The table above shows which decisions tend to arrive together. The most common pair is audience profiling and competitive analysis: they appear together in close to 7% of all needs. And whenever competitive analysis shows up, there is nearly a 30% chance audience profiling is right next to it.
"I wanted to understand the target customers for a new personal-care brand, how they make purchase decisions, and how existing brands already meet or miss those needs."
That pairing is hard for an AI agent to serve well. Audience profiling and competitive analysis call for completely different work. Audience profiling means identifying demographics, behaviors, and pain points, usually through interviews or behavioral observation. Competitive analysis means market positioning, feature benchmarking, and tracking share of voice, usually through desk research. A research team would staff these two jobs differently and judge the results by different standards.
So the agent has to split the request into its parts, and treat each part with its own method. That is already hard on its own. What makes it harder is that the parts are rarely independent. The output of one is often what the other needs to even start. A first pass at who the audience is can reshape which competitors matter. A look at the competitive field can reshape who counts as the audience.
The agent has to run two different methodologies and manage how they feed into each other, all inside a single request.
Most AI agents today were not built for this. A coding agent's methodology stays the same no matter how many features a user asks for: it writes the code, runs it, checks the result, and repeats. A research agent doesn't get that shortcut. Different goals call for different methods, not more of the same one.
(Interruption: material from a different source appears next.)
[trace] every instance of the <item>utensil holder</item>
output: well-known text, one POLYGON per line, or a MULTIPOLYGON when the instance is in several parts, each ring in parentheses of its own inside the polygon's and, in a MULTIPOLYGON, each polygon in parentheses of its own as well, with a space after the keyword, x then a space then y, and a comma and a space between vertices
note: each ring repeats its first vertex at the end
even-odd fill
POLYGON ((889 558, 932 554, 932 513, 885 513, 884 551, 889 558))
A research agent is routinely handed several jobs at once, has to work out what they are, and has to do each of them to the standard a specialist in that discipline would expect, all inside a single conversation.
What the map is for
Every product on a shelf started as a decision someone had to make first. So did every campaign, every price, every market a company chose to enter. That is what business research actually is: the work behind nearly every commercial decision of consequence. Globally, it is worth $142 billion a year. Nobody had mapped that work from the inside before: from what people actually ask for, rather than what the industry assumes they need. That only became possible once AI could read this much of it closely.
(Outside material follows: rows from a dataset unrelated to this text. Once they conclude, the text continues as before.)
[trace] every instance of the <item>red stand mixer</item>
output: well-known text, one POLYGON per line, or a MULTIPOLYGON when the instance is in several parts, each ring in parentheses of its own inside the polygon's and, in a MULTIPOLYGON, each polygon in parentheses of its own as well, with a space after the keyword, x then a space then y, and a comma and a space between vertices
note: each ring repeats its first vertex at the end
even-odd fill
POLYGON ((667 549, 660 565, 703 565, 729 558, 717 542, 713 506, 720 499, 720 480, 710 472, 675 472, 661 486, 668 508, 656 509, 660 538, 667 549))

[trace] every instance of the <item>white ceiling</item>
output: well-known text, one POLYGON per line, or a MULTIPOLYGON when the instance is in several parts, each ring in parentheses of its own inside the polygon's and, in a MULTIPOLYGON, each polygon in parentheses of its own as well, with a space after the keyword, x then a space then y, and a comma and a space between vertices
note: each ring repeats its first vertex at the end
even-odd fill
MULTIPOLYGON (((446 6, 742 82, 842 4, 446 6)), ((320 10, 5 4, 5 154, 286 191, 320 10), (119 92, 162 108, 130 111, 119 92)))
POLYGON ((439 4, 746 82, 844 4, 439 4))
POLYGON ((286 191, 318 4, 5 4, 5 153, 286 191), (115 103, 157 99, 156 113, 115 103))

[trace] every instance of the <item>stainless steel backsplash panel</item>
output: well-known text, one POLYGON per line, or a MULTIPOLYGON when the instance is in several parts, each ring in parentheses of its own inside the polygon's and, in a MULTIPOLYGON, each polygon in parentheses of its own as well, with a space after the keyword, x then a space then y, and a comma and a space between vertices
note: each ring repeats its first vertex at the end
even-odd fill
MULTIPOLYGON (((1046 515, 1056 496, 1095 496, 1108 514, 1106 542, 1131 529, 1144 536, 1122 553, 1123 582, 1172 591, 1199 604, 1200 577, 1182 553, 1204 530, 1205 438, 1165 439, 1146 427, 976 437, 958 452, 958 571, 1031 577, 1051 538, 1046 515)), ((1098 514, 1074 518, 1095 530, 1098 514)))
Two things stood out. Most of this work happens earlier than where the traditional industry spends its money. And it rarely arrives as one job. It arrives as several, each needing its own kind of expertise, and often depending on each other just to start. That is the harder problem no one has built an agent for. It is the one this map tells us to build.
We plan to keep asking. Every question above came from someone with a real decision to make. There will be more of them, in categories this first map hasn't found yet. We are not interested in building for whatever is convenient. We are interested in what business research actually requires. That is what a map is for.